Cyber Incident Victim: Express Scripts
Date:
Apr 2022
Location:
United States of America
Summary
Express Scripts experienced unauthorized access to certain customer accounts through its mobile application, where attackers utilized valid credentials to compromise accounts over a multi-day period in late April to early May. The breach exposed personal and medical information including names, prescribed medications, prescription numbers, dosage details, physician names, and associated pharmacies. Upon detection, the organization locked affected accounts, reset passwords, and advised customers to update credentials across other platforms sharing the same passwords, attributing the incident likely to credential reuse attacks. The exact number of impacted individuals remains undisclosed.

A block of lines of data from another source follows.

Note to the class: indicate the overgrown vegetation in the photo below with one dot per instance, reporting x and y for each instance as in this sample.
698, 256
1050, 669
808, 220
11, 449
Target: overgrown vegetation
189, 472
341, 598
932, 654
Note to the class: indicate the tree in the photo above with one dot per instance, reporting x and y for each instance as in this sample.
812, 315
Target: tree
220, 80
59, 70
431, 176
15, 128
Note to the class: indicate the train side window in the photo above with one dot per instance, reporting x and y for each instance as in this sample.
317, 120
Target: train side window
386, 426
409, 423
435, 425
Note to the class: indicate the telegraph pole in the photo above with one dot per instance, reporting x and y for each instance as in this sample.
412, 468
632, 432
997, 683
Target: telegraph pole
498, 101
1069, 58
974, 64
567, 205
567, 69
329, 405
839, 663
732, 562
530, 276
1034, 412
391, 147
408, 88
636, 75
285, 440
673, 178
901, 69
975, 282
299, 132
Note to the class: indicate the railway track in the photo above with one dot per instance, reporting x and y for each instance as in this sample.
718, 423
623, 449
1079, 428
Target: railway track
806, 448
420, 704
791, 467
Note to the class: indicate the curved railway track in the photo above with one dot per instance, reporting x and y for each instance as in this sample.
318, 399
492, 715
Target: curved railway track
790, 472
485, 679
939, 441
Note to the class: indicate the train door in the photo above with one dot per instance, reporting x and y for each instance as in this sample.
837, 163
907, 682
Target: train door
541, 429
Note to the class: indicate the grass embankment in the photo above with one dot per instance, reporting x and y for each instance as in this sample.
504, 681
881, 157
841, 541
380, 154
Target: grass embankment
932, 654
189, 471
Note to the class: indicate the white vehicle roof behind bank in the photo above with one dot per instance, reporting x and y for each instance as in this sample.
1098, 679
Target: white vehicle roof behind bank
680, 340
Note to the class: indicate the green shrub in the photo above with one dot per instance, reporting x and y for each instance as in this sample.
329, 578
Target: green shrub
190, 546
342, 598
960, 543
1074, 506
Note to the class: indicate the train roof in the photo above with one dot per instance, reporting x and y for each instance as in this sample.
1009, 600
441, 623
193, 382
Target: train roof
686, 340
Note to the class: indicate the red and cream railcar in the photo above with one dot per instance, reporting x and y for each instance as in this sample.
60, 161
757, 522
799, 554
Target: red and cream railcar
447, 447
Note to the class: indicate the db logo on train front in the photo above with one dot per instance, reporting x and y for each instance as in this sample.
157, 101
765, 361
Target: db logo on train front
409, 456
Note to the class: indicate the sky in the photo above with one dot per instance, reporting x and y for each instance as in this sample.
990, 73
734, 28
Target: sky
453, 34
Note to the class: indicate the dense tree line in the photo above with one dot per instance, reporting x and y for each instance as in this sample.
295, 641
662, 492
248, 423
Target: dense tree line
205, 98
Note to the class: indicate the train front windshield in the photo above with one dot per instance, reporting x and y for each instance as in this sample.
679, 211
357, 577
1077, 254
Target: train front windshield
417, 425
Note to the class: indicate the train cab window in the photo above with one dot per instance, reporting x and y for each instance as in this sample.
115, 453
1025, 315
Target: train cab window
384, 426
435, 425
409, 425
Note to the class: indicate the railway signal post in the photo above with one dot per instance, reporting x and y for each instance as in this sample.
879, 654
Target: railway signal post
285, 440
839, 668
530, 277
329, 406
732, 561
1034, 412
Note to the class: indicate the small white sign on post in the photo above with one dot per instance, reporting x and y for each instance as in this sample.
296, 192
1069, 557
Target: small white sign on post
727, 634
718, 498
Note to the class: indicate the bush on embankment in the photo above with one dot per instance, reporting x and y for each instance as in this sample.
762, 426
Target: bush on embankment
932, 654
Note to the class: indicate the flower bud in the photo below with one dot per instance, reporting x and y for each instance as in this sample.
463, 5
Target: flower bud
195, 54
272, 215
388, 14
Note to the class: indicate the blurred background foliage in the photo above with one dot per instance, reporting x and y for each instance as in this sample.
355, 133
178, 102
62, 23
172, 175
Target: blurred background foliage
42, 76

| CIA Posture | Motives | Tactics, Techniques & Procedures |
|---|---|---|
| Available to members | 1 motive | 1 technique |
| Threat Actors | Type | Location |
|---|---|---|
| 0 actors | Available to members | Available to members |
Description
Express Scripts, a pharmacy benefit management organization, experienced a security incident involving unauthorized access to certain customer accounts through its mobile application. The breach occurred between April 30 and May 3, 2022, with suspicious activity detected on May 1, 2022. Attackers gained entry using valid usernames and passwords, compromising accounts that contained protected health information. Exposed data included customer names, medication names, prescription numbers, dosage details, prescribing physicians' names, and associated pharmacy information. The organization identified no evidence suggesting broader system infiltration beyond the compromised user accounts.
Upon detecting the breach, Express Scripts immediately locked affected accounts and reset passwords to prevent further unauthorized access. The company attributed the incident to credential-based attacks, specifically noting the likelihood of password spraying—a technique exploiting reused credentials from unrelated data breaches. Affected individuals received notifications advising password changes across all platforms sharing identical credentials. Express Scripts did not disclose the total number of impacted individuals in its breach notification to the Massachusetts Attorney General. No evidence emerged indicating misuse of the accessed data, though the organization maintained precautionary measures including account security enhancements. The incident underscored risks associated with password reuse across multiple services, particularly in healthcare systems handling sensitive patient information.